Number of Deaths in Red Light Running Crashes by State and Role of Person Killed, 2008-2017
|State||Red Light Running Driver||Passenger of Red Light Running Driver||Occupant of Other Vehicle||Pedestrian or Cyclist||Total|
Source: NHTSA FARS data, analyzed by the AAA Foundation for Traffic Safety
Number of Deaths in Red Light Running Crashes by Year, 2008-2017
Source: NHTSA FARS Data, Analyzed by the AAA Foundation for Traffic Safety
According to the AAA Foundation’s latest Traffic Safety Culture Index, 85% of drivers view red-light running as very dangerous, yet nearly one in three say they blew through a red light within the past 30 days when they could have stopped safely. More than two in five drivers also say it is unlikely they will be stopped by police for running a red light. Nevertheless, it’s against the law and if a driver is involved in a deadly crash, it could send them to jail.
“Unfortunately, the data indicate that red light running continues to be a traffic safety challenge. It is incumbent upon motorists to obey traffic laws and change behaviors that lead to fatalities on our roadways. Traffic safety stakeholders must continue to work together to identify effective countermeasures,” Ali added.
While enforcement is the best way to get drivers to comply with any law, it is impossible for police to be at every intersection. The Insurance Institute for Highway Safety (IIHS) found that when properly implemented, red-light cameras reduced the fatal red-light running crash rate of large cities by 21% and the rate of all types of fatal crashes at signalized intersections by 14%.

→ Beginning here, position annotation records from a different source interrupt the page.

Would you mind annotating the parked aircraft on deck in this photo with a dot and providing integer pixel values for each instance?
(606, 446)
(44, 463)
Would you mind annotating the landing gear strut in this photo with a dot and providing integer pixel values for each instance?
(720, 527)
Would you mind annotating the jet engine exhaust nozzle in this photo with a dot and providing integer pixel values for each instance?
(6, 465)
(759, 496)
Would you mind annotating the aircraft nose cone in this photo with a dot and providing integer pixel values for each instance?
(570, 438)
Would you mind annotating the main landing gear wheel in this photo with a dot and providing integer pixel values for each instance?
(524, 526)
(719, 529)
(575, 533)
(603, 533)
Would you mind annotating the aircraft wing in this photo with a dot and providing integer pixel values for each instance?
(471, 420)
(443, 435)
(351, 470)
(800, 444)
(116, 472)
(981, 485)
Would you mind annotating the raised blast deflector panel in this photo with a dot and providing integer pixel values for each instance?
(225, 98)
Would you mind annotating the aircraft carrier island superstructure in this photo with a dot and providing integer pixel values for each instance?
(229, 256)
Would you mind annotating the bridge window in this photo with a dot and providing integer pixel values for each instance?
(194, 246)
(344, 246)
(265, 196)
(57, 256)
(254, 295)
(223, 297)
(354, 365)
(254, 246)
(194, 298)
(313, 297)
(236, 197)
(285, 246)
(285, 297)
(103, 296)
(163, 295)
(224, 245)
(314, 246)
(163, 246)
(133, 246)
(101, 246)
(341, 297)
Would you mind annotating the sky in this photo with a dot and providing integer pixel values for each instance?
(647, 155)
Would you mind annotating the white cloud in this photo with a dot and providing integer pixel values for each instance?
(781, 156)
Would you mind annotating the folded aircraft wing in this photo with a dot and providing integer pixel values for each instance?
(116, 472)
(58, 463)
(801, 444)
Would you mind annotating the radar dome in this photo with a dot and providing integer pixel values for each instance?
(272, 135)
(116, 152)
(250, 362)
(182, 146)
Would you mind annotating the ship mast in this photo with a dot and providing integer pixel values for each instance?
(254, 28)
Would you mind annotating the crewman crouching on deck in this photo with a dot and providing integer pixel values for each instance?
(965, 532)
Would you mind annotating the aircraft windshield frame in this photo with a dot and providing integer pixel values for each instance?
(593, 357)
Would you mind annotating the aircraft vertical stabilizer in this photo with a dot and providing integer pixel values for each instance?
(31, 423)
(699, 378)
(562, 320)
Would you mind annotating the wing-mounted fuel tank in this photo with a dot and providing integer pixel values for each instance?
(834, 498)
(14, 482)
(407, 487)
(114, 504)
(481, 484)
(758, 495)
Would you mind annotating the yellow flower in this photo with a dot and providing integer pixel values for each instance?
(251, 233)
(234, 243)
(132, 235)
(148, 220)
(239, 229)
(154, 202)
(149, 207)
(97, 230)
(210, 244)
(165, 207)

“Deaths caused by red-light running are on the rise,” said Jessica Cicchino, IIHS Vice President for Research. “Cameras increase the odds that violators will get caught, and well-publicized camera programs discourage would-be violators from taking those odds. Camera enforcement is a proven way to reduce red-light running and save lives.”

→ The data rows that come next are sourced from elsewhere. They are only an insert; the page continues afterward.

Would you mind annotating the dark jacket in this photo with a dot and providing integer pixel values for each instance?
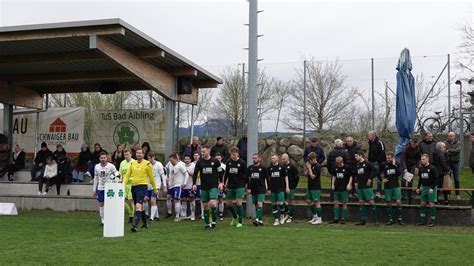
(42, 155)
(222, 149)
(57, 154)
(190, 149)
(440, 162)
(84, 158)
(427, 147)
(242, 145)
(331, 162)
(411, 157)
(376, 151)
(453, 149)
(319, 152)
(19, 162)
(352, 150)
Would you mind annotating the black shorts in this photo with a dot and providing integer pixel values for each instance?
(138, 193)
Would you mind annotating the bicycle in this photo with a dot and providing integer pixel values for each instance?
(436, 125)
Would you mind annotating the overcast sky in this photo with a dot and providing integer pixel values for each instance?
(212, 34)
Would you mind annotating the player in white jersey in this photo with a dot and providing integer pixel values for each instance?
(102, 173)
(160, 180)
(177, 179)
(187, 195)
(221, 196)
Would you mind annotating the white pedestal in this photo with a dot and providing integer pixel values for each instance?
(8, 209)
(114, 195)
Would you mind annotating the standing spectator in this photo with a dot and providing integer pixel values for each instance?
(453, 149)
(4, 156)
(352, 147)
(191, 148)
(471, 159)
(242, 145)
(377, 157)
(314, 147)
(50, 171)
(117, 156)
(427, 145)
(18, 162)
(40, 161)
(80, 168)
(339, 151)
(59, 152)
(146, 149)
(221, 148)
(442, 168)
(410, 160)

Proper implementation of red light cameras helps to ensure drivers’ safety and trust in the systems. When using red light camera programs, local governments should incorporate best practices, such as:
- Using the camera program as part of a comprehensive traffic safety strategy, including engineering and education.
- Only implementing programs on roadways with a demonstrated pattern of violations or crashes.
- Notifying drivers that cameras are being used (signage and other methods).
- Calibrating cameras regularly.
- Only operating cameras under the direct supervision of law enforcement personnel.
- Evaluating the programs on a periodic basis to ensure safety benefits are being realized. Changes in driver behavior are also critical to reducing the number of red-light running crashes on U.S. roads. To prevent red light crashes, AAA recommends that drivers:
- Prepare to Stop:Lift your foot off the accelerator and “cover the brake” when preparing to enter any intersection by positioning your right foot just above the brake pedal, without touching it.
- Use Good Judgement: Monitor “stale” green lights, those that have been green a long time as you approached the intersection. They are more likely to turn yellow as you arrive at the intersection.
- Tap the Brake: Tap your brakes a couple of times before fully applying them to slow down. This will catch the attention of drivers who may be inattentive or distracted behind you.
- Drive Defensively:Before you enter an intersection after the light has turned green for you, take a second after the light changes and look both ways before proceeding.
Pedestrians and cyclists should also stay safe when traveling near intersections. AAA recommends:
- Wait:Give yourself a few seconds to make sure all cars have come to a complete stop before moving through the intersection.
- Stay Alert and Listen:Don’t take chances and don’t wear headphones. Watch what is going on and give your full attention to the environment around you.
- Be Visible: Stay in well-lit areas, especially when crossing the street.
- Make Eye Contact: Look at drivers in stopped vehicles to ensure they see you before crossing the road in front of them.